Here are a couple of honorable mentions that in any other year would’ve made it in my list: A Beautiful Day in the Neighborhood, The Last Black Man in San Francisco, The Irishman, and Once Upon a Time…in Hollywood.
10. Pain and Glory
Pain and Glory was a beautiful and incredibly personal film from Spanish filmmaker Pedro Almodóvar, who uses this film to reflect on his life. Not only is Antonio Banderas the best I’ve ever seen him, but the film captures how beauty can be found in creativity.
9. The Lighthouse
The Lighthouse is admittedly a very weird film, but one that I thoroughly enjoyed. The square aspect ratio, black and white film, and the location all added to the unique feel of the film. Not to mention the two impressive performances from Willem Dafoe and Robert Pattinson.
This Elton John story is incredibly creative in that it resembles a musical more than a traditional biopic. Rocketman is my favorite soundtrack of the year. And Taron Egerton as Elton John is fantastic, not only does he have an amazing voice, but this is a career best performance from him.
7. Jojo Rabbit
Jojo Rabbit is a film that shows how love always overcomes hate. Not only is it a very heartfelt movie, but it’s my favorite comedy of the year. Director Taika Waititi has a unique sense of humor and he uses that to showcase the absurdity, corruption, and wrongdoings of the Nazi party in WWII.
6. Knives Out
There aren’t many murder mysteries movies anymore, but director Rian Johnson delivers an original one. Knives Out is an incredibly smart and fun film, but is also deeper than what meets the eye. Ana de Armas is a star in the making and is there anything better than Daniel Craig doing a southern accent?
5. Little Women
Greta Gerwig’s latest film expertly weaves childhood and adulthood of the March sisters together to reinvent Little Women into something a bit more modern. It has an amazing cast with amazing performances, but Gerwig manages to make the themes of the novel pertinent and relevant to women everywhere.
1917 is an experience to say the least.
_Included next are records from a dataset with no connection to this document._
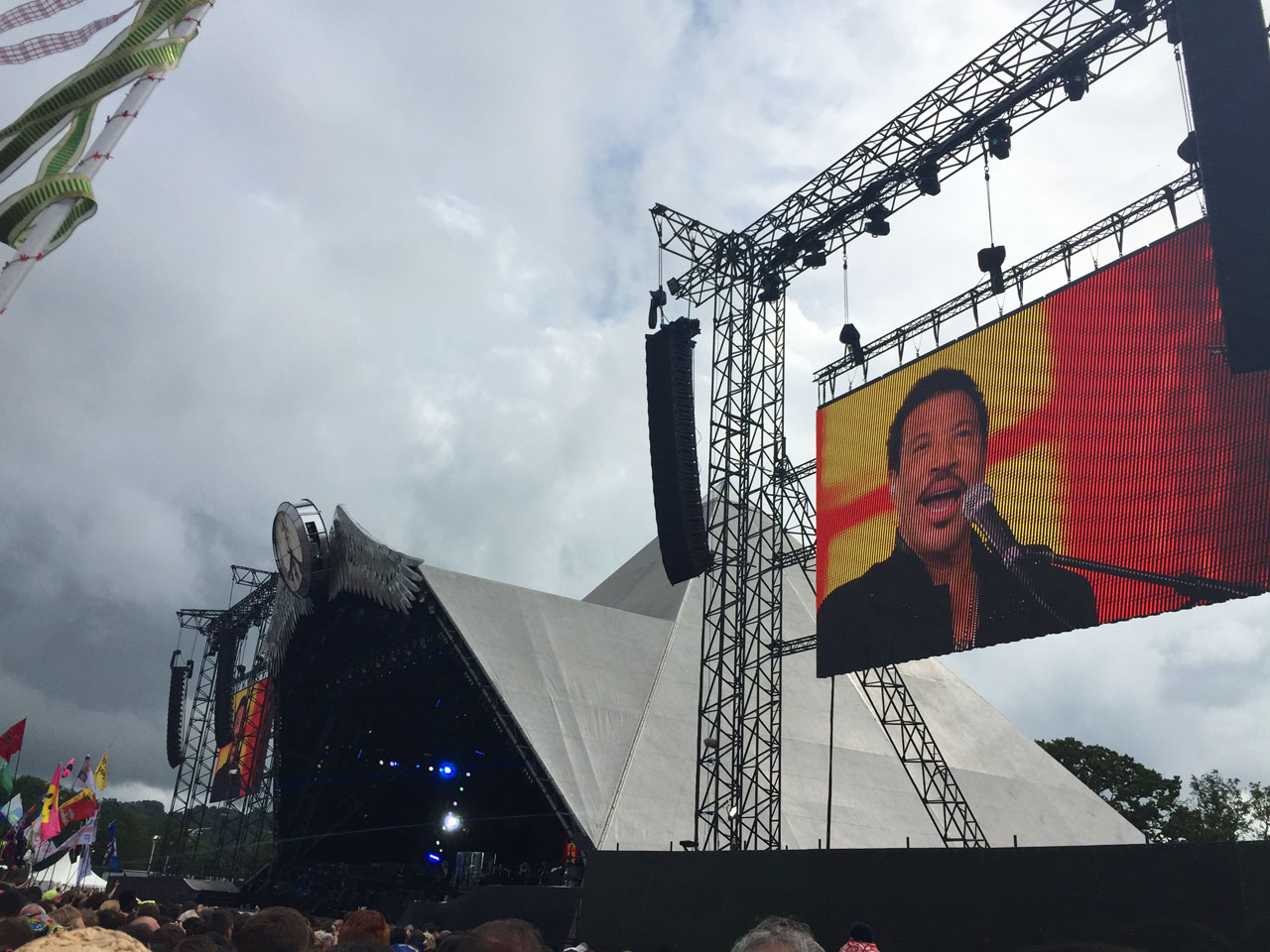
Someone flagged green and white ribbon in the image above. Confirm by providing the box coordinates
[0,0,205,254]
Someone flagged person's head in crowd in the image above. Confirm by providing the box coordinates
[463,919,548,952]
[123,916,155,948]
[205,908,234,939]
[0,915,36,952]
[150,923,186,952]
[172,935,217,952]
[731,915,825,952]
[234,906,313,952]
[339,908,389,946]
[96,905,128,929]
[23,929,146,952]
[52,906,83,929]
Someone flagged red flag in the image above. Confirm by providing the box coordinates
[0,717,27,761]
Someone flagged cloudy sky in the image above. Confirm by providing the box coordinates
[0,0,1270,801]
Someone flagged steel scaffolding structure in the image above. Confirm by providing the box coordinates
[652,0,1169,849]
[159,565,277,877]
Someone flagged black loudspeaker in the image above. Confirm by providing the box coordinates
[1175,0,1270,373]
[644,317,713,584]
[168,652,190,767]
[212,631,237,748]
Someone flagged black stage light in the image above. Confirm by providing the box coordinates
[1115,0,1147,29]
[865,204,890,237]
[758,273,782,304]
[979,245,1006,295]
[1063,58,1089,103]
[983,119,1013,159]
[913,159,940,195]
[1178,132,1199,165]
[838,322,865,366]
[648,287,666,330]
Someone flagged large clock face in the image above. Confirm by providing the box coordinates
[273,509,309,595]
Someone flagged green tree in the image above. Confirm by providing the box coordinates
[1165,771,1251,843]
[1036,738,1183,843]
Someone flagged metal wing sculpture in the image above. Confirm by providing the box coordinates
[326,505,423,615]
[264,584,314,674]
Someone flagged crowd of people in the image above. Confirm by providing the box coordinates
[0,885,877,952]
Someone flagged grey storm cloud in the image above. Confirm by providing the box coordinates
[0,0,1270,789]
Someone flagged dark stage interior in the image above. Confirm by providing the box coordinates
[276,594,567,897]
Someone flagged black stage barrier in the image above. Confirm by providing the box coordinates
[576,843,1270,952]
[398,886,581,949]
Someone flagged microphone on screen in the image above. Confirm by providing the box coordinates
[961,482,1024,576]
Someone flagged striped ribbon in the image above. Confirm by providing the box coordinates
[0,0,83,33]
[0,0,141,66]
[0,0,205,254]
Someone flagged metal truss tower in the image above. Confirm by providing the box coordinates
[158,565,277,879]
[652,0,1169,849]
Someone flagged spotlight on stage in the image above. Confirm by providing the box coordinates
[983,119,1013,159]
[838,323,865,366]
[1063,58,1089,103]
[865,204,890,237]
[979,245,1006,295]
[913,159,940,195]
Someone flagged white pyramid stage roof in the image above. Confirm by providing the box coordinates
[419,539,1143,849]
[269,508,1143,863]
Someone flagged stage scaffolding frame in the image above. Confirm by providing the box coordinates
[158,565,278,879]
[652,0,1169,849]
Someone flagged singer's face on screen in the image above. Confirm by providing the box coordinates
[890,391,985,559]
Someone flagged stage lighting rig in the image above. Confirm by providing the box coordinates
[1063,59,1089,103]
[913,159,940,195]
[865,204,890,237]
[838,322,865,366]
[983,119,1013,159]
[979,245,1006,295]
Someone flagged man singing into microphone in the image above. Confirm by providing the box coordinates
[817,367,1097,676]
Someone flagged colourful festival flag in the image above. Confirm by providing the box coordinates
[58,789,96,825]
[40,765,63,840]
[0,717,27,761]
[92,750,110,793]
[105,822,119,872]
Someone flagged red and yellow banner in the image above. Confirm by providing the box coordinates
[817,222,1270,674]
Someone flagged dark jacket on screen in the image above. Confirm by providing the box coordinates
[816,534,1098,678]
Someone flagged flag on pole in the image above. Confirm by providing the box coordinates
[105,822,119,872]
[92,750,110,793]
[58,789,96,826]
[0,794,22,829]
[40,765,63,839]
[0,717,27,761]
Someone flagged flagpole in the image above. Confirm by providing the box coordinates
[0,3,214,313]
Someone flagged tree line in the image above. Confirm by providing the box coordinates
[1036,738,1270,843]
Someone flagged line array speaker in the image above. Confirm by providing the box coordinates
[644,317,713,584]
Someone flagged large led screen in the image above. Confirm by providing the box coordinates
[210,678,273,802]
[817,222,1270,676]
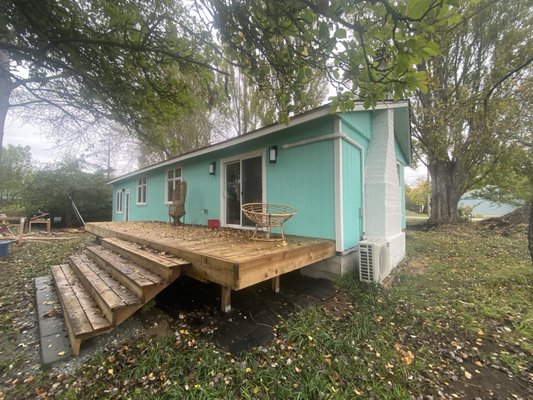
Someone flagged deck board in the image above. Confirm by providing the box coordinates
[86,222,335,290]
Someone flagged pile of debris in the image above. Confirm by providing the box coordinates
[477,205,530,236]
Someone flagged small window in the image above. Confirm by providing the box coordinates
[137,176,146,204]
[167,168,181,203]
[116,190,122,214]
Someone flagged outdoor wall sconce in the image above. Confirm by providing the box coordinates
[209,161,217,175]
[268,146,278,164]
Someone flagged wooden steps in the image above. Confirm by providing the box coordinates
[52,239,188,354]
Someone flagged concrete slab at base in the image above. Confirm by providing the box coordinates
[34,276,72,368]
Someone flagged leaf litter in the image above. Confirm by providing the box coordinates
[0,225,533,400]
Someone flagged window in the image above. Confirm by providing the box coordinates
[137,176,146,204]
[116,190,122,214]
[167,168,181,203]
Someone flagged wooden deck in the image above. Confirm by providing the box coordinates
[85,222,335,311]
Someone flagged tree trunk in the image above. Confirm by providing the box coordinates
[527,185,533,264]
[0,50,13,164]
[428,160,466,224]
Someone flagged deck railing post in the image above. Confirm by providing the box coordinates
[220,286,231,312]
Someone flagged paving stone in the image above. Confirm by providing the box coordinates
[34,276,72,368]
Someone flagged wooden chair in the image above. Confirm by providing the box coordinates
[168,181,187,226]
[241,203,298,241]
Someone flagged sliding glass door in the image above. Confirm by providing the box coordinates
[224,156,263,226]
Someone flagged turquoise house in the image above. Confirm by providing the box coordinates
[110,101,411,276]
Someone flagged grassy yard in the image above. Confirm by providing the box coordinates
[0,225,533,399]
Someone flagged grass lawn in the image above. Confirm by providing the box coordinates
[0,224,533,399]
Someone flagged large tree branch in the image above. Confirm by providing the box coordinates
[483,56,533,114]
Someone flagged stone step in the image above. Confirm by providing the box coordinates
[51,264,113,354]
[101,238,189,282]
[87,246,168,303]
[69,254,142,326]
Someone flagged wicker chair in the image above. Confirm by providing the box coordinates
[168,181,187,226]
[241,203,298,241]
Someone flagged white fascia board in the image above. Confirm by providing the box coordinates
[107,101,408,185]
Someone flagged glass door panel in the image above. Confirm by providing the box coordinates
[226,161,241,225]
[242,156,263,226]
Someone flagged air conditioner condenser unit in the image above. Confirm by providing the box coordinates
[359,239,390,283]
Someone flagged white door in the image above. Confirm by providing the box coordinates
[124,189,130,221]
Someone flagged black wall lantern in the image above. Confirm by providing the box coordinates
[209,161,217,175]
[268,146,278,164]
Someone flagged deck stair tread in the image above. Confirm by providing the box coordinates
[51,264,112,339]
[69,254,140,318]
[87,246,165,287]
[101,238,190,282]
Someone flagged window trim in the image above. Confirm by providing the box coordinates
[164,166,183,204]
[115,189,124,214]
[136,176,148,205]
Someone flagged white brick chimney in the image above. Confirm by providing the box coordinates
[365,109,405,269]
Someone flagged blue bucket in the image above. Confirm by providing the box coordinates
[0,240,9,257]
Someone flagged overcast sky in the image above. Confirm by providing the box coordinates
[4,112,426,186]
[4,118,62,163]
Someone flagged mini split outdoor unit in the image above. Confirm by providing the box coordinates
[359,239,390,283]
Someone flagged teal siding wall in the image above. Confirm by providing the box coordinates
[394,140,407,229]
[267,140,335,239]
[342,141,363,250]
[181,157,220,225]
[340,111,372,145]
[341,111,372,250]
[109,111,406,250]
[113,116,335,239]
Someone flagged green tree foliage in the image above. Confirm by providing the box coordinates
[196,0,457,119]
[138,110,214,167]
[0,145,32,215]
[221,67,328,136]
[405,179,431,212]
[24,159,112,226]
[413,0,533,223]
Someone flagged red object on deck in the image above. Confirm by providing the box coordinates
[207,219,220,229]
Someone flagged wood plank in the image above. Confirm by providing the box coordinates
[80,254,140,307]
[85,223,335,290]
[102,238,189,282]
[220,286,231,312]
[70,254,126,315]
[102,238,186,268]
[51,265,93,337]
[272,275,280,293]
[87,246,166,303]
[237,239,335,289]
[57,265,111,333]
[86,223,238,288]
[87,246,159,287]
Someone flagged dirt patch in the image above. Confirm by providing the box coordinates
[156,271,335,354]
[476,206,529,236]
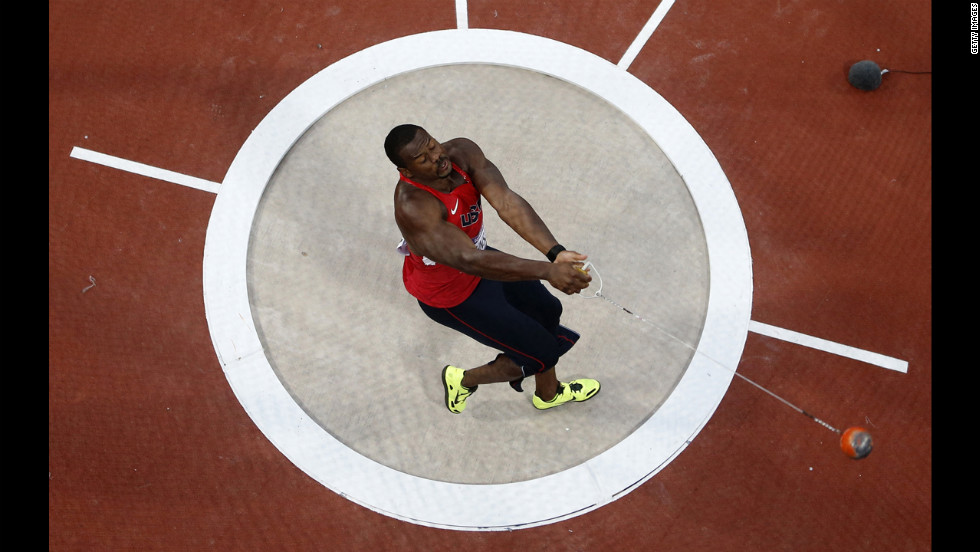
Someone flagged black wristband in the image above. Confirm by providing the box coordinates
[548,244,565,262]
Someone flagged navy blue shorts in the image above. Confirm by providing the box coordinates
[419,279,579,380]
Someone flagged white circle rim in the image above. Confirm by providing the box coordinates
[203,29,752,531]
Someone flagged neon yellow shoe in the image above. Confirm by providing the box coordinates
[442,366,479,414]
[531,378,599,410]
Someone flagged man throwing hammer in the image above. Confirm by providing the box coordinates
[385,124,599,414]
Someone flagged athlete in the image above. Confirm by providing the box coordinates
[385,124,599,414]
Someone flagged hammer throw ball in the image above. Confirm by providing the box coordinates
[840,427,872,460]
[847,59,882,90]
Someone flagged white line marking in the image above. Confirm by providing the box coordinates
[203,29,752,531]
[616,0,674,70]
[749,320,909,374]
[71,146,221,194]
[456,0,470,29]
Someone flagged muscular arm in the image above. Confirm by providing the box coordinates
[451,138,564,260]
[395,185,591,294]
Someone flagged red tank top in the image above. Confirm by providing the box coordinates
[398,163,486,308]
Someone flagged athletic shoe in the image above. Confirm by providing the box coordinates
[442,366,479,414]
[531,378,599,410]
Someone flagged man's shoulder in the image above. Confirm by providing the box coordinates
[442,137,483,166]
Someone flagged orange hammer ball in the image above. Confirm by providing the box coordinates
[840,427,872,460]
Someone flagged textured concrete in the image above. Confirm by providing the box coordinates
[248,65,708,483]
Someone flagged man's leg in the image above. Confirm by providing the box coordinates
[460,355,558,401]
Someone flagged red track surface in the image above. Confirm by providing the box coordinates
[48,0,932,552]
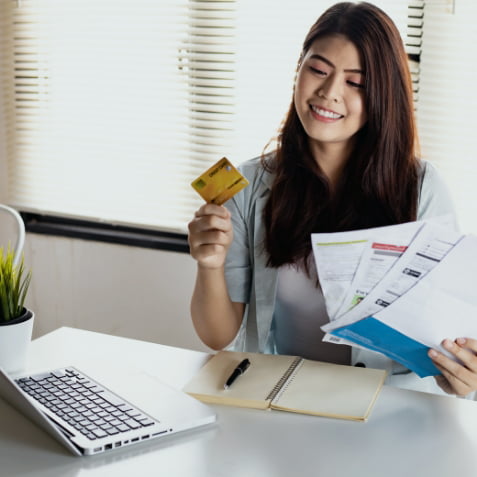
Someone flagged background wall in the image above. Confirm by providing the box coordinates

I would say out of all the films I’ve seen this year, the best filmmaking is showcased here. The cinematography, sound, and production design puts you right in the middle of the war alongside the film’s two protagonists in a way no other war film has achieved.
3. The Farewell
Stories about grandma’s always have a soft spot in my heart. Lulu Wang’s directorial debut tells the story of Nai Nai, Billi’s grandma who has cancer, but does not know about it. It exposes a shocking lie and tradition that happens in China, but is centered on a extremely heartwarming grandmother/granddaughter relationship.
2. Marriage Story
Marriage Story is not exactly a fun film to watch. Centered around a divorce and featuring two phenomenal performances from Scarlett Johansson and Adam Driver, Marriage Story is more likely to break your heart. It’s a film that feels more like a play, but it tells an incredibly human and relatable story of two people who loved each other, but had to grow apart.
There hasn’t been a film that surprised me as much as Parasite has. Not only because the film has a few twists and turns, but because of the story’s utter originality. It tackles the differences of class structure and is expertly crafted, written, scored, directed, and acted. Parasite still hasn’t left me, and is the film that I often go back and think about the most out of this list. In short, Parasite is a film that you cannot help but marvel at.